Paper Number: 137928

137928 - Material Testing 2.0: Leveraging Full-Field Measurements for Next-Generation Mechanical Testing 

Digital image correlation (DIC) has recently seen a growing interest in both the research and industrial community thanks to the ability to measure rich, full-field kinematic fields with high confidence and minimal instrumentation. Here, an overview of industrial applications of DIC is presented, including the classical characterization of material samples, vibration tests and modal analysis, high strain-rate experiments, and tackling specimens with complicated geometries. More recently, these full-field measurements have been used to develop novel and innovative experimental techniques: first, designing and optimizing heterogeneous mechanical tests for inverse material parameter identification using the virtual fields method (VFM), thus reducing the necessary number of tests and specimens. Next, ranking the performance of constitutive models using the equilibrium gap indicator (EGI), which can be used to demonstrate the suitability of the chosen constitutive model in the VFM analysis using numerically-deformed images. Finally, levelling DIC and finite element (FE) data, which creates a one-to-one comparison between experimental DIC and numerical FE data, as well as producing full-field error maps. This approach results in a more quantitative model validation approach compared to the direct interpolation technique commonly used today. These inventive methods are reviewed in detail and highlight the need for a robust, integrated system to ensure that full-field measurements are leveraged to achieve quantitative and meaningful results.
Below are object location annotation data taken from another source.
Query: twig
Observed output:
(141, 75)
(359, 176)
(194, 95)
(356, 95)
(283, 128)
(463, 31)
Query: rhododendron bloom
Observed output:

Presenting Author: Isabella Mendoza MatchID US

Presenting Author Biography: Isabella completed her PhD in Mechanical Engineering at Colorado School of Mines and her BS in Materials Science and Engineering at Drexel University. Her research heavily utilized 2D and 3D digital image correlation (DIC) to characterize the dynamic behavior of brittle materials, such as piezoelectric ceramics and fiber-reinforced polymer (FRP) laminates. Her PhD thesis focused on characterizing impact fatigue damage in carbon fiber-reinforced polymers for naval applications using inverse material identification techniques such as the virtual fields method (VFM) and equilibrium gap indicator (EGI). Currently, she serves as President of the US office of MatchID, a DIC system provider that focuses on enabling quantitative results interpretation with integrated error assessment, material identification, model validation and modal analysis.